ACE: Cooperative Multi-Agent Q-learning with Bidirectional Action-Dependency

Authors: Chuming Li, Jie Liu, Yinmin Zhang, Yuhong Wei, Yazhe Niu, Yaodong Yang, Yu Liu, Wanli Ouyang

AAAI 2023 | Conference PDF | Archive PDF | Plain Text | LLM Run Details

Reproducibility Variable Result LLM Response
Research Type Experimental Empirical experiments demonstrate that ACE outperforms the state-of-the-art algorithms on Google Research Football and Star Craft Multi-Agent Challenge by a large margin.
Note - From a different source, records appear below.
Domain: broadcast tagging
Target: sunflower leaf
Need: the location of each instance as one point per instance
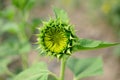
(88, 44)
(85, 67)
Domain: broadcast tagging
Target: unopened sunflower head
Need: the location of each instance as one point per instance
(56, 38)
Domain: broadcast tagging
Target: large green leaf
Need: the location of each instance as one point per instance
(85, 67)
(88, 44)
(38, 71)
(59, 13)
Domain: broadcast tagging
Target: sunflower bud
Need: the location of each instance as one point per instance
(56, 38)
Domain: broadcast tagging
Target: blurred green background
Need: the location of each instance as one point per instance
(19, 20)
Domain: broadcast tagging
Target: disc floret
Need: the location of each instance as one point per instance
(56, 38)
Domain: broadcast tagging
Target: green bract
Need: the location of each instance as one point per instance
(56, 37)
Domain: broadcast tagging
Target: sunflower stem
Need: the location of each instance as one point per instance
(62, 71)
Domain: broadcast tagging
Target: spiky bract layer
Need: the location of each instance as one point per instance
(56, 38)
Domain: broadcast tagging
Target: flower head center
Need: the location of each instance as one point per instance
(55, 39)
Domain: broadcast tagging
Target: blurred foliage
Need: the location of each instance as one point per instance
(110, 11)
(16, 29)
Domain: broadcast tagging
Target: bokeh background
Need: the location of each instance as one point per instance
(94, 19)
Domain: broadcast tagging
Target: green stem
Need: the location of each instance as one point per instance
(9, 72)
(24, 59)
(62, 72)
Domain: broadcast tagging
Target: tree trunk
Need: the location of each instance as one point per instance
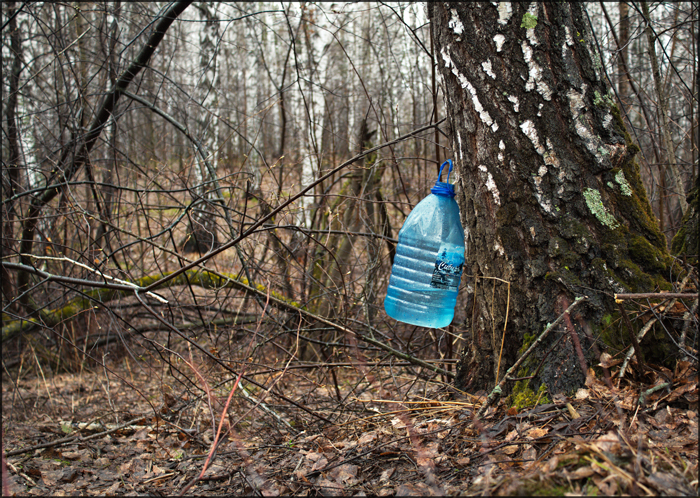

Researcher Affiliation Collaboration Chuming Li1, 2*, Jie Liu2*, Yinmin Zhang1, 2*, Yuhong Wei3, Yazhe Niu2, 3, Yaodong Yang4 , Yu Liu2, 3 , Wanli Ouyang1, 2 1 The University of Sydney, Sense Time Computer Vision Group, Australia, 2 Shanghai Artificial Intelligence Laboratory, 3 Sense Time Group LTD, 4 Institute for AI, Peking University
Pseudocode No The paper describes its method in prose and diagrams (Figure 3), but does not contain a formal pseudocode or algorithm block.
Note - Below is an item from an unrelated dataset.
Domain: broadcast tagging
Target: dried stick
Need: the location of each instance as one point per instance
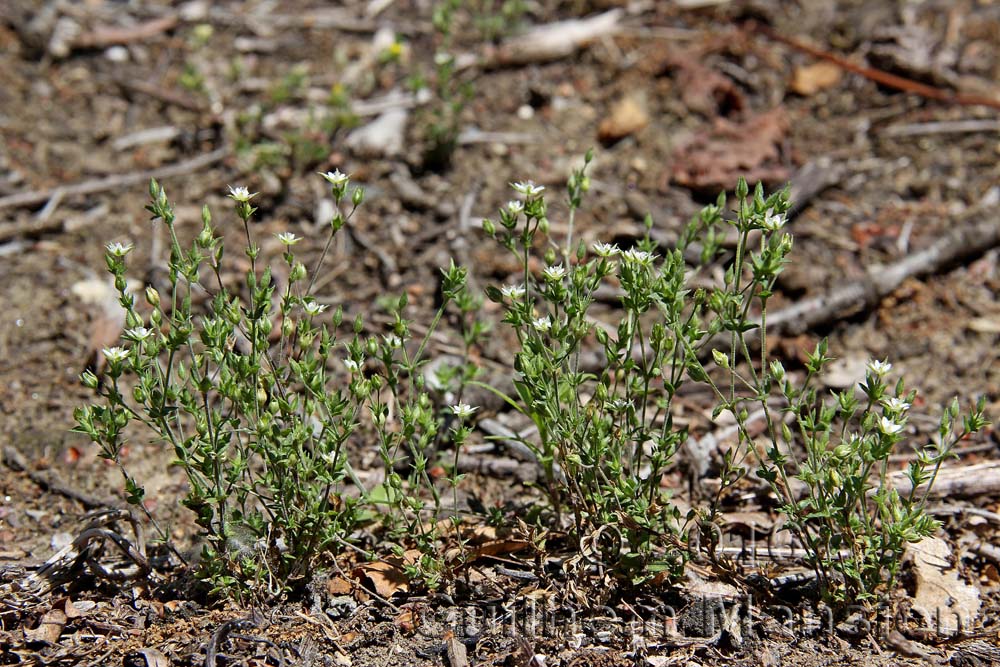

Open Source Code No The paper does not provide any explicit statement about making the source code available or include a link to a code repository for its methodology.
Open Datasets Yes For complex tasks, we choose two benchmark scenarios in Google Research Football (GRF) 2020 environment and eight micromanagement tasks in Star Craft Multi-Agent Challenge (SMAC) 2019. The Spiders-and-Fly problem is first proposed in 2019.
Dataset Splits No The paper describes evaluation procedures like running '32 test episodes' and using '5 seeds', but it does not specify explicit training/test/validation dataset splits (e.g., percentages or sample counts) for reproducibility, as the data is generated through interaction with environments rather than from a static dataset.
Hardware Specification No The paper does not provide any specific hardware details such as GPU/CPU models, memory amounts, or detailed computer specifications used for running its experiments.
Software Dependencies No The paper does not provide specific ancillary software details, such as library or solver names with version numbers, needed to replicate the experiment.
Experiment Setup No The paper describes the evaluation metrics and general experimental setup for benchmarks (e.g., '32 test episodes', '5 seeds'), but it does not provide specific hyperparameter values (e.g., learning rate, batch size, number of epochs, optimizer settings) or detailed training configurations for its method ACE in the main text.